I saw my uncle in a dream just before I woke last Saturday. It was one of those dreams where I wake up with a taut lump in my throat—on the verge of tears, but not able to cry. He appeared out of the blue and out of context, and I was really happy to see him—could feel it in my heart. I gave him a hug. He looked content.
I saw him two months ago for the first time in years. A small contingent of my ma's side of the family converged with uncanny timing at a borrowed cabin up north. None of us knew exactly where we were going or when we should arrive. We followed different meandering paths—in state, out of state, north, south, east and west—yet more than half of us ended up at the same point within minutes of each other. That's about how the weekend went, too. Things just fell into place. It was impromptu, easy, and light, full of conversation and belly-aching laughter.
My uncle arrived a little later. His health was not good and he hadn't been sleeping well so he'd delayed a bit, hoping to get a little more rest before making the drive. He was low-key, chatted some and played cards with his granddaughters. When it was time for us to go, I hugged him and said hello and goodbye. We hadn't spoken much, but I was glad he was there. Gatherings like this are few and far between.
About six weeks later, I was attending his funeral. At first, I wasn't sure if I should even be there. I felt incidental. I remembered him fondly, but as a subtle presence. When he and my aunt divorced the familial tie was stretched thin and...life went on. Maybe I felt a little guilty for that, and that I didn't really deserve to be there.
But I went, and I got to say hello and goodbye one more time. Old photos and stories introduced me to a man I'd never known, and revived memories of kindnesses that I had known. I learned what he meant to my cousins. How often does "My dad is a great dad because..." come up as a topic of discussion before something like this happens? He was a considerate and caring father. He wasn't ostentatious. He gained respect and obedience quietly. No one wanted to disappoint him.
After the service, we converged again, this time from one direction, following one path to the long-held family home. My cousins' children climbed the apple tree, polished and claimed stashes of apples as their own. Adults plucked and shined memories from the home and yard, some to share and some not. Remember playing Capture the Flag? Remember when your brother peed off the top of the haystack? Those woods...remember how we stayed gone for hours out there, just exploring and playing? Remember lip syncing to Roger Whittaker ("..and the first time that we said hello, began our last goodbye.")?

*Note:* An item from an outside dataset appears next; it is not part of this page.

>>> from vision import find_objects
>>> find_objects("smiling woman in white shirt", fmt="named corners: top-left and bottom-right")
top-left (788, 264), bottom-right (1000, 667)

My family moved many times when I was growing up. On more than one occasion, my aunt and uncle opened their home to us as a port in the storm or an extended pit stop between ventures. As I wandered the house, I realized that I was also saying goodbye to their home, my last accessible hold of memories. It was the last place from my childhood that was still available to me. I could walk from room to room and point...I didn't have to close my eyes and imagine. My aunt sat over there in the living room to knit and crochet. I sat in that tub, playing until my fingers wrinkled with kitchen utensils—measuring cups, Tupperware containers, a funnel, an egg beater—as bath toys. We put on performances there, at the top of that stairwell, for our parents who lined the steps. We hid in these cavernous closets and cubbies during games of hide-and-seek. The house seemed so small now. I could hardly believe all of the memories it cradled.
Such a day of loss, but I hadn't felt so at peace in a long time. When I dreamed of my uncle, he asked, "Are you going to use...?" That was it, but I knew what he was asking. I knew that I needed to write this, remember this. Again and again, I come back to this concept of seeing the invisible and welcoming the unexpected. It is a true challenge for me and goes against nearly every learned inclination. But when it happens, when all else falls away and I have a bit of clarity? It's stunningly sweet and mollifying.